Cars with Russian license plates parked at Helsinki Airport may become the property of the city of Vantaa if their owners do not retrieve them by mid-March next year, according to Yle.
Jukka Isomäki, the Director of Parking at Finavia, explained that payment for parking is made upon exit, and cars can be parked for weeks or months, depending on how long their owners are away. In the event that a car is abandoned and Finavia cannot contact the owner, the city of Vantaa’s parking service will impound the vehicle, and ownership rights will transfer to the city authorities.

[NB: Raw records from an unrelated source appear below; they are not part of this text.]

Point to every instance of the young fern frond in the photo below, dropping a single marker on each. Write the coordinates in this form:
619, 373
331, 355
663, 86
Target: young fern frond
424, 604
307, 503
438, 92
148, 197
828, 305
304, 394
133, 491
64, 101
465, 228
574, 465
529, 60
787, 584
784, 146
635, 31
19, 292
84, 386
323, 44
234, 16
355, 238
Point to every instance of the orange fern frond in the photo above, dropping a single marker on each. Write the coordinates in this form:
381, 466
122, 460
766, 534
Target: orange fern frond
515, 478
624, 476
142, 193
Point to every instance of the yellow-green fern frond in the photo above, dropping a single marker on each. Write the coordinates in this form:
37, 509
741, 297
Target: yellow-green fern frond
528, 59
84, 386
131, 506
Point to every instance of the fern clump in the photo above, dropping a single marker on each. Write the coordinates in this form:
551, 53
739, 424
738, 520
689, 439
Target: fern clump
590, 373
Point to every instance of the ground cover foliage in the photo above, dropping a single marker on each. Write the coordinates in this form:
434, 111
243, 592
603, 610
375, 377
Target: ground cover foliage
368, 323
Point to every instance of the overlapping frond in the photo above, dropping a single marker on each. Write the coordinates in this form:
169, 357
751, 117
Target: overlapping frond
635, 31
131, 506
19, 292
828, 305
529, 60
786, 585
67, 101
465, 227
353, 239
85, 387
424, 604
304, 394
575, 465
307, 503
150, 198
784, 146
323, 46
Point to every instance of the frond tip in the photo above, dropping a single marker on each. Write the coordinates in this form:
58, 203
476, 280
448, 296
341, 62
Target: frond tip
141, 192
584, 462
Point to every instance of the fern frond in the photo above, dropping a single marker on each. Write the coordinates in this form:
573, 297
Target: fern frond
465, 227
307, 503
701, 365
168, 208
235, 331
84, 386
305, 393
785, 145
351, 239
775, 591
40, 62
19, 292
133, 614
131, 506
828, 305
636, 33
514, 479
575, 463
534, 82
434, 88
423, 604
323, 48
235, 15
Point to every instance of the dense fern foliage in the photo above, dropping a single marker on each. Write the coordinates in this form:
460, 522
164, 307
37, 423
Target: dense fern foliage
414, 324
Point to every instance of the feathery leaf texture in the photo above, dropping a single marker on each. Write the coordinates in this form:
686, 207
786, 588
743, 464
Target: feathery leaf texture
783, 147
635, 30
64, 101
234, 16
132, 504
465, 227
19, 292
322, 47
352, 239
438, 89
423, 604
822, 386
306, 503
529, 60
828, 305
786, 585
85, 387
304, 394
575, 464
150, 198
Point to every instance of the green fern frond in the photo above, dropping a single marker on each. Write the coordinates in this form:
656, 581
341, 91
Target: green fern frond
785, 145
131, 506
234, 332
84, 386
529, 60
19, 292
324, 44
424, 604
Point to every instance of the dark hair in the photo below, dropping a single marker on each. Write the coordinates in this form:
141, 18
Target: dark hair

Journalists from the publication counted 78 cars with Russian license plates in the airport’s parking lots, including a €300,000 Mercedes Benz GLE 63s AMG and a €200,000 Porsche Cayenne GTS. However, fewer than ten of these vehicles were parked in the P1 and P2 areas closer to the terminal, where parking fees are the highest (€186 and €136 per week, respectively).
Most of the Russian cars are in the P3 and P5 areas, where parking costs €79 and €88 per week, respectively. Judging by the layer of dust, some have been waiting for their owners for several months, the report stated.
The number of Russian cars has significantly decreased since last year when Finnish journalists discovered an “impressive fleet” of Russian vehicles at the airport.
It is noted that cars are rarely abandoned in the airport parking lots, and such cases are rare. However, there was a case with a BMW 745iA from the United States on a private parking lot near the airport. The owner paid for parking consistently for several years but, after eight years, declared that he no longer needed the car, leaving no keys behind. The car was towed to the Vantaa depot and later put up for auction, according to the newspaper Iltalehti.
Finland closed its borders to passenger cars registered in Russia on September 16 and set a six-month deadline for cars with Russian license plates to be exported from the country. The deadline expires on March 16, 2024.